Bizim Köy (Mahmut Makal) filminin ise detayları ve aktarılanlar şöyleydi: “Yönetmen: Rabia Bige Berker.
Tarih: 14 Nisan Çarşamba Saat: 19:00. Konusu: ‘1933 yılında Niğde’nin Aksaray ilçesi Demirci köyünde doğan, İvriz Köy Enstitüsü mezunu yazar Mahmut Makal’ın öyküsü. Makal, köy yaşantısını, köyde doğmuş ve büyümüş biri olarak, köyün içinden anlatan ilk yazardır. Kendi ifadesiyle İvriz Köy Enstitüsü yazarın bütün hayatını değiştirmiştir. Film, Makal’ın köy öğretmenliği yaptığı sıradaki izlenimlerini yansıttığı “Bizim Köy” romanından esinlenmiştir. Mahmut Makal ve Antalya Aksu Köy Enstitüsü mezunu eşi Naciye Makal yıllar sonra Demirci köyünü ziyaret ederler. Zaman zaman politik baskılarla önü kesilen öğretmenlik mücadelelerinin öyküsü aynı zamanda köy enstitülerinin de öyküsüdür” Nisan ayının üçüncü haftasında ve son haftasında yine sinemaseverler birikimlerini genişletti. Yönetmenliğini Rüya Arzu Köksal Kudu’nun yapmış oluduğu “Son Kumsal” adlı gösterim 21 Nisan günü Levent Kültür Merkezi Onat Kutlar Sinema Salonu’nda saat: 19.00’de sanatseverler ile buluştu. Film ile ilgili detaylar şöyleydi:
“Güzel bir yaz günü, Vakfıkebir kasabasının Dutluk plajında neşeyle koşan çocuklar, top oynayan, horon tepen gençler, güneşlenenler, yüzenler. Bir kaç yüz metre uzakta, onlarca kamyonun sahile boca ettigi kayalar, denizi dolduran iş makineleri. Koyun diğer ucunda ise otoyolu yine aynı dalgalardan korumak için yapılan dalgakıran inşaatları. Doğal limanların ve balıkçı barınaklarının otoyol yapımı yüzünden yok olmasıyla kendilerine yeni yerler arayan balıkçıların takalarını karayoluyla taşımaları ve trajikomik öyküleri… Karadeniz halkının, yol yapma bahanesiyle denizinden koparılmasının hikayesi”
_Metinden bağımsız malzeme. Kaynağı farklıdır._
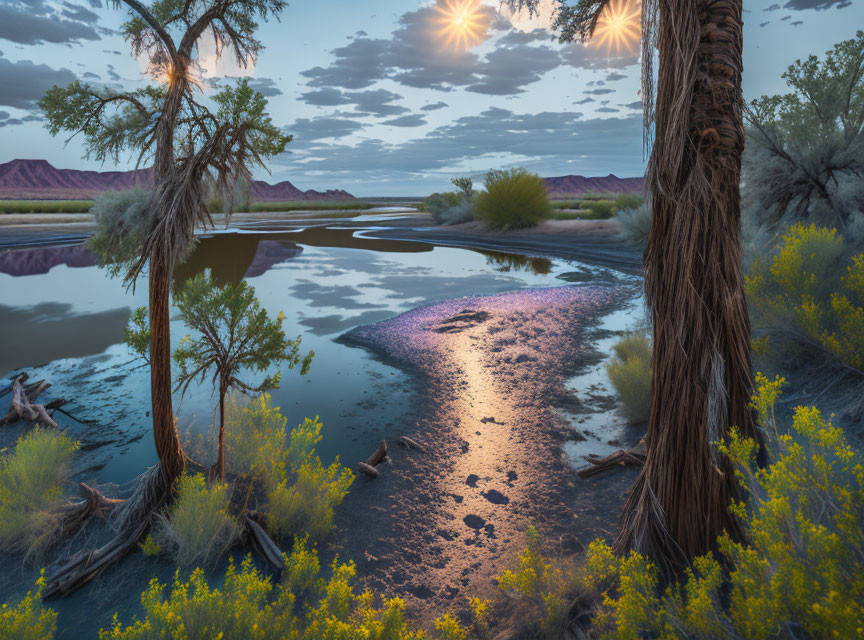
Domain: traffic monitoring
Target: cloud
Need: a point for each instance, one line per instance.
(414, 120)
(23, 83)
(377, 102)
(305, 129)
(434, 106)
(496, 137)
(35, 22)
(819, 5)
(416, 55)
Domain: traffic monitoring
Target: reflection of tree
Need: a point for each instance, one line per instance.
(518, 262)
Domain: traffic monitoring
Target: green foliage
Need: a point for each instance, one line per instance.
(635, 223)
(234, 333)
(540, 581)
(197, 528)
(803, 159)
(30, 488)
(136, 334)
(629, 371)
(28, 619)
(45, 206)
(123, 220)
(513, 199)
(465, 185)
(301, 493)
(802, 569)
(802, 288)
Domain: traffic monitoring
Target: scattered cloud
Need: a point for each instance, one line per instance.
(32, 22)
(23, 83)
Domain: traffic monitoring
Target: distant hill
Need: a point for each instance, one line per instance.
(39, 180)
(566, 186)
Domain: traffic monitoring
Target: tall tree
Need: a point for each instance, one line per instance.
(190, 145)
(693, 279)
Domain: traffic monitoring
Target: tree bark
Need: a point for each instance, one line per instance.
(220, 456)
(694, 288)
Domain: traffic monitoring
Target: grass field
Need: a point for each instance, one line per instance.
(83, 206)
(45, 206)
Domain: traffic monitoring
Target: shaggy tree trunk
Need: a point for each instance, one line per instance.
(220, 456)
(693, 284)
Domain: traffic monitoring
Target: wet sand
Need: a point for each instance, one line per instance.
(439, 525)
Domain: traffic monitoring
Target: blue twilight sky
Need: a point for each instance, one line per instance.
(380, 104)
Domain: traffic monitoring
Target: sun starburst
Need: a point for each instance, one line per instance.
(462, 23)
(618, 27)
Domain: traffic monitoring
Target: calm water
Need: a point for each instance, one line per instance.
(62, 319)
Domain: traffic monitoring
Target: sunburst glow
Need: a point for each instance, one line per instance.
(462, 23)
(618, 27)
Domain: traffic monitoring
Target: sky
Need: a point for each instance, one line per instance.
(382, 100)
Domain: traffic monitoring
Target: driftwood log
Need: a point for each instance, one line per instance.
(378, 456)
(264, 545)
(621, 458)
(23, 407)
(412, 444)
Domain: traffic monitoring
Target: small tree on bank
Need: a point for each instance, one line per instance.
(191, 146)
(234, 334)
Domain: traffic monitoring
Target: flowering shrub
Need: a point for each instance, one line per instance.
(803, 567)
(804, 288)
(28, 619)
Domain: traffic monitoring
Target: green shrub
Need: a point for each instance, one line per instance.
(301, 493)
(197, 528)
(629, 370)
(513, 199)
(803, 568)
(28, 619)
(542, 582)
(305, 504)
(248, 606)
(803, 287)
(30, 488)
(635, 223)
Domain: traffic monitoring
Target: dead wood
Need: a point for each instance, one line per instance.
(412, 444)
(369, 470)
(132, 518)
(22, 403)
(264, 545)
(621, 458)
(378, 456)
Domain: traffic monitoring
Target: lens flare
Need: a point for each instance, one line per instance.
(462, 23)
(618, 27)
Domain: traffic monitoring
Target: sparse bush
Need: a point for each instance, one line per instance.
(28, 619)
(513, 199)
(304, 505)
(197, 528)
(635, 223)
(30, 488)
(803, 568)
(301, 493)
(803, 289)
(123, 220)
(629, 371)
(542, 582)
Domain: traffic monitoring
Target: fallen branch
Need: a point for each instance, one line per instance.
(22, 403)
(265, 546)
(621, 458)
(412, 444)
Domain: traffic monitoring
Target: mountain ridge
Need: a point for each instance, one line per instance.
(36, 179)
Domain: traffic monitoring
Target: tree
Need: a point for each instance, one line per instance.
(805, 148)
(191, 146)
(234, 333)
(693, 280)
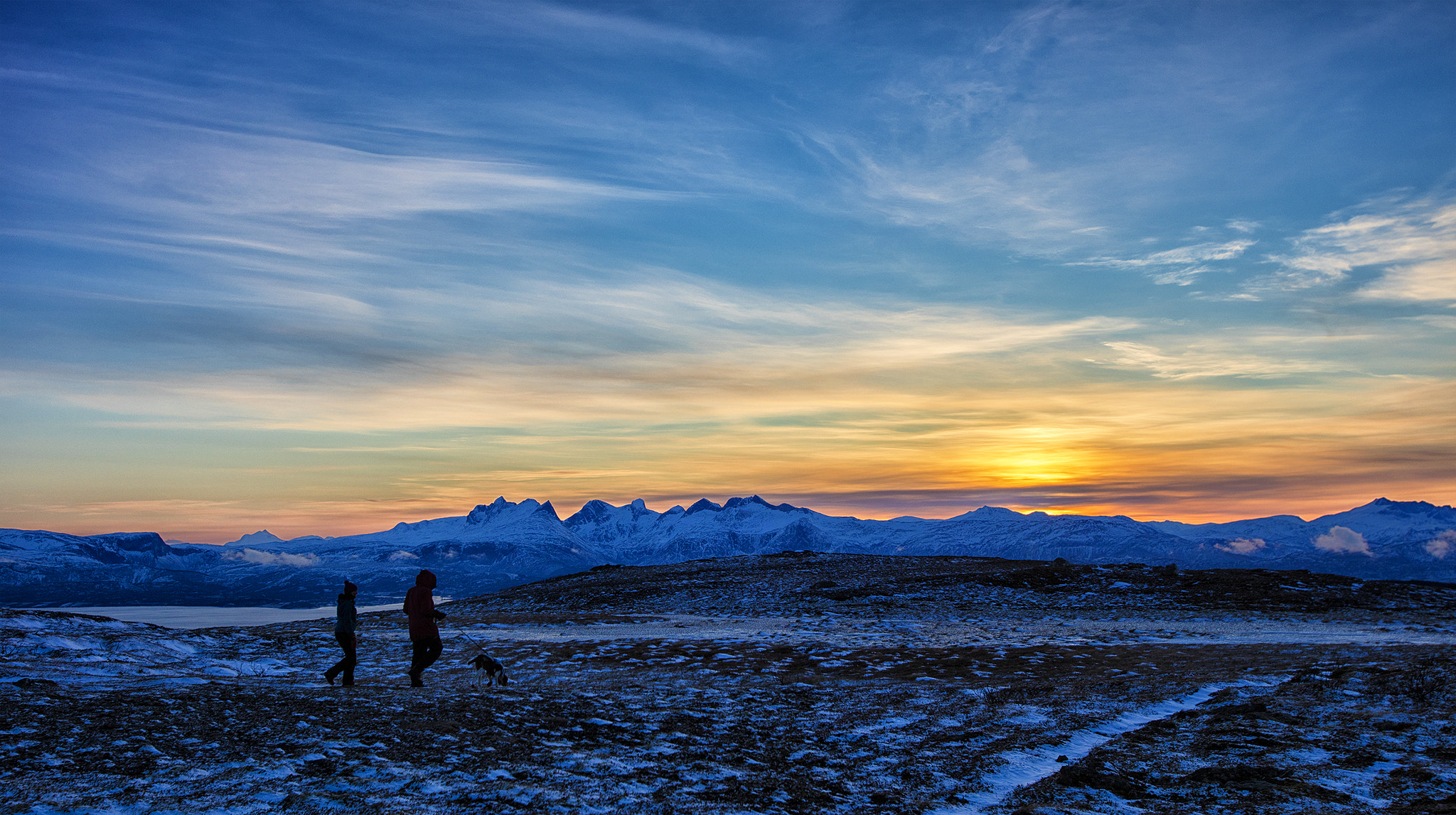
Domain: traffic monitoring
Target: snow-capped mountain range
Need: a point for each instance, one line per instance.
(505, 544)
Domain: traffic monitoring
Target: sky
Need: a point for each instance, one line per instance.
(326, 266)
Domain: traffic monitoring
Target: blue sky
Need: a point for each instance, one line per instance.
(323, 266)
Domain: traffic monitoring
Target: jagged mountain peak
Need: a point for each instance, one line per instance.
(255, 539)
(702, 504)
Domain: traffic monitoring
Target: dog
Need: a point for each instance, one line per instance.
(488, 670)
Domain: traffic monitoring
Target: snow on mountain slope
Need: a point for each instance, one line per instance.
(505, 544)
(1411, 539)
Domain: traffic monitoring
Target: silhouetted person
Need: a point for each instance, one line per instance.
(346, 623)
(419, 606)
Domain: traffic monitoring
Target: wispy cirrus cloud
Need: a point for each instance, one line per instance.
(1410, 240)
(1181, 265)
(1211, 360)
(635, 344)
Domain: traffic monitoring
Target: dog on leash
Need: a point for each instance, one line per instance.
(488, 670)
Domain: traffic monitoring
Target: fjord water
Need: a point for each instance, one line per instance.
(211, 616)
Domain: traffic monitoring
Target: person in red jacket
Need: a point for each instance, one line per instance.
(419, 606)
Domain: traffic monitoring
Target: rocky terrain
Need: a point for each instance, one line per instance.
(783, 683)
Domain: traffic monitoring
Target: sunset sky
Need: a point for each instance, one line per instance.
(326, 266)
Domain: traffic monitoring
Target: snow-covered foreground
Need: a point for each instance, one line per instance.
(635, 690)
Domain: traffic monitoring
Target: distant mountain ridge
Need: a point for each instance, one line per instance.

Bir diğer belgesel sinema gösterimi de yönetmenliğini Mihriban Sezen’in yaptığı ‘Sokağın Sesi’ adlı filmdi… 28 Nisan tarihinde yine aynı saatte Levent Kültür Merkezi Onat Kutlar Sinema Salonu’nda sinemeseverler ile buluştu. Filmin konusu şöyleydi: “Curcunası, şiddeti, sakinliği ve sıradanlığı ile sokak herkesindir. Herkesin -tanısın tanımasın- yan yana durduğu, teğet geçtiği, çarpıştığı, çatıştığı, buluştuğu yerdir. Hele de kentlerde, hayatın aktığı atardamarlar-toplardamarlar gibidir sokak; o kadar gerekli, o kadar vazgeçilmezdir. Ve sokağın sesi, hayatı yansıtır, hayata yansır. Sokaklar kirlenir, temizlenir her gün. Her gün, sokaklara sesler dolar, sonra uçup gider; bize kulak vermez, dinlemez, kaydetmez, yakalayıp yorumlamazsak yeniden sessiz kalırlar.”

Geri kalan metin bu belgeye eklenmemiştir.